The solution-based DFAX calculation quantifies the percent usage of flow on a facility by each load zone, and that percentage is then used to formulate a cost allocation to each load zone, PJM said. Under the solution-based DFAX, the calculation of the DFAX for each transmission zone and merchant transmission facility with firm transmission withdrawal rights is based on its use of the upgrade to deliver PJM generation to serve its load. PJM added that it uses the annual RTEP starting base case to develop all DFAX values for new RTEP enhancements or expansions. A DFAX represents a measure of the use of the upgrade by each megawatt of a zone’s load served by a megawatt of PJM generation, as determined by power flow analysis, PJM said.
Under the stability interface DFAX, DFAX values that are not in the same direction as the predominant hourly usage are ignored, PJM said, adding that the DFAX for each zone is multiplied by the peak load of the zone. For each zone, the megawatt impacts on each facility making up the interface are added together, PJM said, noting that those megawatt impacts for each zone form the basis for the allocation.
Using the stability interface approach to identifying beneficiaries, geographically, the cost allocations for the Artificial Island project are, for instance: PSEG – 42.06%; PECO – 19.94%; JCPL – 13%; AEC – 7.31%; and DPL – 6.94%.
The stability deviation method identifies beneficiaries of projects by identifying loads that are impacted by critical faults that are evaluated to assess the stability performance of a generator or cluster of generators, PJM added.
The critical faults or disturbances, such as the failure of a transmission line or piece of substation equipment, that are typically evaluated to assess the stability of a generator, may involve more severe disturbances that are removed very quickly or less severe disturbances that take longer to be removed, both of which are evaluated under maintenance conditions, PJM said.

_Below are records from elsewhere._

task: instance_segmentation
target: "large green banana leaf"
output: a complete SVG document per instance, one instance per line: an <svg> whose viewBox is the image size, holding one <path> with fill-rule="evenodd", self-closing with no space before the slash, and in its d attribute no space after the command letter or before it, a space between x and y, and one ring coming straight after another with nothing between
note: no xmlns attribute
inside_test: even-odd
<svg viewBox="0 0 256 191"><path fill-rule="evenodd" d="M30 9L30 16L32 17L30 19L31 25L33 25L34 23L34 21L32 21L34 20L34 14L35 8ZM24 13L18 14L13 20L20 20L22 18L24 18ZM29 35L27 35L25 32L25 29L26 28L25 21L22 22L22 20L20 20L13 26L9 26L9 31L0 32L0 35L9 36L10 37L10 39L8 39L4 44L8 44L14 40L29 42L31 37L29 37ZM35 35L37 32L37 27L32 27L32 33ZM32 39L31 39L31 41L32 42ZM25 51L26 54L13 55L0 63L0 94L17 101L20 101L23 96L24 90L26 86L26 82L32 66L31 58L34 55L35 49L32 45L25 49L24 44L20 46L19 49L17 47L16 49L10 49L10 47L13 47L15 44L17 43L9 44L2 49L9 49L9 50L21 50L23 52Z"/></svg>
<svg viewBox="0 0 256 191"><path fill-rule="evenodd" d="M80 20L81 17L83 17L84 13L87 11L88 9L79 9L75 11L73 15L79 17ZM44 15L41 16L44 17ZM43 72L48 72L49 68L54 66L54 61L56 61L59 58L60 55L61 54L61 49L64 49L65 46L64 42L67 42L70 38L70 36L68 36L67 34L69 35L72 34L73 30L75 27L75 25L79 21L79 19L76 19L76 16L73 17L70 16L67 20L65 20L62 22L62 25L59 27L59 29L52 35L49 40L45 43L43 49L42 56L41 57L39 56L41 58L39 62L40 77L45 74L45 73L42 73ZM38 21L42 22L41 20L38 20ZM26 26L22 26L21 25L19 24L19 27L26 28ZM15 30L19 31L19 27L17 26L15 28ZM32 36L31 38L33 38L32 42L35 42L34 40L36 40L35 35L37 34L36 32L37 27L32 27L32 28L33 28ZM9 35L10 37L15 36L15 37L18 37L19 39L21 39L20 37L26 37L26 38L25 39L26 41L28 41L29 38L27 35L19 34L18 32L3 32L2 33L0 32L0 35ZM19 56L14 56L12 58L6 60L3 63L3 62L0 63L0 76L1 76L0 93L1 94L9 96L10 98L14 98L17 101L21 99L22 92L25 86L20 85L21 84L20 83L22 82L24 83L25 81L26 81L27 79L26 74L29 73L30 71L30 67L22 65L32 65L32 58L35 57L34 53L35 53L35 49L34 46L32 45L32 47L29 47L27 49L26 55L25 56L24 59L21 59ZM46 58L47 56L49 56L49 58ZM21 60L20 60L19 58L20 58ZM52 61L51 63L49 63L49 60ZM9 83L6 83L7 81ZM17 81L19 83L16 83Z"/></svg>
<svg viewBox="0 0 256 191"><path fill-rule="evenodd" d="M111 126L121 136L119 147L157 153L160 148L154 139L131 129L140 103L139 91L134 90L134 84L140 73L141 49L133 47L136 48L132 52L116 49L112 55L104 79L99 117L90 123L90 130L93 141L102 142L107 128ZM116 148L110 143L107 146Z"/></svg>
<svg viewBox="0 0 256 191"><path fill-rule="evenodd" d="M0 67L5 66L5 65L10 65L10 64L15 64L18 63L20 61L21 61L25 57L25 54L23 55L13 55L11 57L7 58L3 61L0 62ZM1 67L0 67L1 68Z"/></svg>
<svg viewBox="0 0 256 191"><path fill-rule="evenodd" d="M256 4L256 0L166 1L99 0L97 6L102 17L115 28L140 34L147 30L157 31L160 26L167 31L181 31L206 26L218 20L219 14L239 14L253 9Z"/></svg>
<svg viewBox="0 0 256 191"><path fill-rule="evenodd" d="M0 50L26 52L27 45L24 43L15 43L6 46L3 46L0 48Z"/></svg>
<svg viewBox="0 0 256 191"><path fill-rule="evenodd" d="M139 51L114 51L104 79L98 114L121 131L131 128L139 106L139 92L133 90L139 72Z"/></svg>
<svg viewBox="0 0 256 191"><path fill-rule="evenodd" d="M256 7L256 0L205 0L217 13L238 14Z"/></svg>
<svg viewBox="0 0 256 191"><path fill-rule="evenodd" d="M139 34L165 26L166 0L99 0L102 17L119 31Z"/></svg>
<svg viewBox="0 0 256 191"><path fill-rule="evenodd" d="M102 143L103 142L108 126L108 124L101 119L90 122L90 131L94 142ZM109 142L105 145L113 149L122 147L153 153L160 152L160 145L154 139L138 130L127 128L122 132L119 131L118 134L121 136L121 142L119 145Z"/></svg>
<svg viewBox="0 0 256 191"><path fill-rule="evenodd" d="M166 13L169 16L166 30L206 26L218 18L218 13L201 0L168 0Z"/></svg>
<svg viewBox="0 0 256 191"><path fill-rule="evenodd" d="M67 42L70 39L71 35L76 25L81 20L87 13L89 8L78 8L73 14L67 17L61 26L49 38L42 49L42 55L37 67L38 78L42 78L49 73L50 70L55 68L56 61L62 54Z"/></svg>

Power system engineers often describe the voltages at a given substation as a magnitude and an associated angle with respect to the common reference, PJM said, noting that the change in the angle of the voltage is higher for substations that are more impacted by the disturbance or stability event. The stability deviation method uses that angle change as a basis to identify those most impacted by the disturbance as the beneficiaries of the stability project, PJM said.
The first step with that method is to perform a transient stability study for the worst-fault conditions and monitor the angle deviation at each PJM substation, PJM said, noting that mathematically, every location on the electric grid will experience some measureable angular deviation, even if very small.
Substations with angle deviations of less than 25% of the largest angle deviation would be ignored, PJM said. The angle deviation at each substation is multiplied by the load at the substation and summed with all of the other substations in a transmission zone, and that establishes a load-weighted angle deviation for each transmission zone, PJM said.
Among other things, PJM said that the total load-weighted angle deviations for each transmission zone would then represent the aggregate impact of the disturbance on the customer load in the zone and form the basis for the allocation.
Using the stability deviation approach to identifying beneficiaries, geographically, the cost allocations for the Artificial Island project are, for instance: PSEG – 18.86%; PECO – 15.17%; PPL – 12.53%; JCPL – 12.38%; DPL – 10.36%; and AEC – 7.24%.